Feb. 21 (Bloomberg) -- China told local authorities to “decisively” curb real estate speculation and take steps to rein in the property market after prices rose the most in two years last month. Share of developers declined.
Cities that have had “excessively fast” price gains should “promptly” impose home-purchase restrictions if they’ve not done so already, according to a statement yesterday after a State Council meeting headed by Premier Wen Jiabao. Provincial capitals and municipalities reporting directly to the central government should publish annual price control targets to keep new-home costs “basically stable,” according to the statement.
The nation’s property market rebounded starting in the second half of last year as demand from buyers concerned that prices were rising again defied the central government’s commitment to maintaining property controls. Home prices rose 1 percent last month from December, the most since January 2011, according to data from SouFun Holdings Ltd., the nation’s biggest property website.
“Investors are still worried that there are new tightening policies to come out in the next couple of months,” said Tian Shixin, a Shanghai-based property analyst at BOC International China Ltd., in a phone interview. “What Wen said yesterday was more or less a restatement of the current policies, but people care more about what the new premier will do on the property market.”
Li Keqiang is set to replace Wen Jiabao as premier next month at a meeting of China’s legislature.
The Shanghai Stock Exchange Property Index, which tracks 24 developers, fell to the lowest in almost a month, dropping 2.1 percent at the close of trading, while the benchmark Shanghai Composite Index lost 3 percent. The property gauge has gained 21 percent in the past year, compared with the 2.3 percent decline by the stock benchmark.
China needs to maintain the “consistency and stability” in its property curbs because home supplies will remain tight in large cities as the nation’s urbanization accelerates, the government said in yesterday’s statement.
Cities that already have home-purchase limits will need to improve such measures “according to uniform requirements,” the government said, without elaborating.
The government also will expand property tax trials, it said, without giving more details.

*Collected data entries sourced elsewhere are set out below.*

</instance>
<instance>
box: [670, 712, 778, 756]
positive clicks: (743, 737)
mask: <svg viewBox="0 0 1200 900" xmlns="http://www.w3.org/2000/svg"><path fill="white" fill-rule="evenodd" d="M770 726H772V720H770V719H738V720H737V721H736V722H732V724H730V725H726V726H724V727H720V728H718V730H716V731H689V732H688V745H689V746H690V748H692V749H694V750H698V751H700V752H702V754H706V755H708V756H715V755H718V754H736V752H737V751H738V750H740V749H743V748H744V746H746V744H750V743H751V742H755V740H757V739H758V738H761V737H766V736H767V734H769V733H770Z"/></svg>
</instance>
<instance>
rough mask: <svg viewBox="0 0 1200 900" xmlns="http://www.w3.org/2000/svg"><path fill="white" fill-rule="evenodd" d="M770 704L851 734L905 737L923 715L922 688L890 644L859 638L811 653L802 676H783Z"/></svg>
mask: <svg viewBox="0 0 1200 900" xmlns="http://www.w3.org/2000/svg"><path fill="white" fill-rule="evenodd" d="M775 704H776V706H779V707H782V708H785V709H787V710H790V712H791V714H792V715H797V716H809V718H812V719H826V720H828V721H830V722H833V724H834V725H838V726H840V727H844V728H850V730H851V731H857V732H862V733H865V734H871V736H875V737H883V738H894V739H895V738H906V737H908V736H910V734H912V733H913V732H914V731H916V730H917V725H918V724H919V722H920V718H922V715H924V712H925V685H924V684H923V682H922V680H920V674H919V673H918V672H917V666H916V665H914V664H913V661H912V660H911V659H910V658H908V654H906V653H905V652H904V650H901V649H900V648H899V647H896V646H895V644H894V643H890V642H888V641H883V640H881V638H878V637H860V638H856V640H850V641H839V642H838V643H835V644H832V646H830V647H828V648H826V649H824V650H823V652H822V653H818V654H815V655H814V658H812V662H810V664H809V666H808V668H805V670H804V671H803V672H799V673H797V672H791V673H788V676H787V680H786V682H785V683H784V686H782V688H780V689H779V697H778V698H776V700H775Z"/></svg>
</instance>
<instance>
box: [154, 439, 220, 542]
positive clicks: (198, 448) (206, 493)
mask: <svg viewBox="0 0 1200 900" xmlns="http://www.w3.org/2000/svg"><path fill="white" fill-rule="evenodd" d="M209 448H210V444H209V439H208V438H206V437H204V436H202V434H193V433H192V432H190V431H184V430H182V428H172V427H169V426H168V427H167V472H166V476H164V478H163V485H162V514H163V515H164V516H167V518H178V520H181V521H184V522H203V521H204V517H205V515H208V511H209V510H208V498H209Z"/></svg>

Still, the government’s statement yesterday was weaker than market expectations because it lacked new measures and can’t reverse price increases, according to CEBM Group, an advisory company.
“If there’s no tough policies such as suspending second mortgages or raising taxes on existing-home transactions, with tightness in the near-term demand and supply unchanged the trend of rising home prices can hardly change,” Luo Yu, a Shanghai-based analyst at CEBM, wrote in an e-mailed note yesterday.
In the eastern coastal city of Quanzhou, prices rose 4 percent in January from the previous month, while in central Zhengzhou they advanced 3.7 percent, the two fastest increases, according to SouFun.
The government’s almost three-year effort to curb property prices has included raising down-payment and mortgage requirements, increasing construction of low-cost social housing and restricting home purchases in about 40 cities. Authorities also imposed a property tax for the first time in the cities of Shanghai and Chongqing.
The measures have helped stabilize the property industry. Standard & Poor’s yesterday raised its outlook for Chinese residential developers to stable from negative, saying the companies are facing “reasonably favorable” credit and operating conditions in the next six to 12 months.
Chinese developers were able to improve their liquidity at favorable costs because funding channels reopened, the credit ratings company said a report. S&P said it didn’t expect the central government to “drastically” tighten or loosen controls on the property market.
Property companies, which had been struggling with liquidity as home prices declined, have been coming to the dollar-bond market to secure cheaper funding costs before any further rises in U.S. Treasury yields push up the rates they pay to sell dollar debt in Asia.
Glorious Property Holdings Ltd., controlled by Chinese billionaire Zhang Zhirong, signaled yesterday it’s considering selling dollar-denominated debt, which would make it the 24th developer from Hong Kong and China to sell dollar debt this year, after issuers raised $9.2 billion in January, data compiled by Bloomberg show.
The Beijing municipal government will hold meetings today with developers to discuss possible tightening measures, such as raising transaction taxes including stamp duties, Shanghai Securities News reported yesterday, citing a person from the local housing commission who wasn’t identified.
Wen’s statement “reinforced the central government’s determination on maintaining a firm tightening stance on the sector,” Kenneth Tsang, a property analyst Sanford C. Bernstein H.K. Ltd. in Hong Kong, said in an e-mailed statement today. “Signs of recent return of investors will potentially act as a trigger for stricter execution and the strengthening or broadening of current administrative measures.”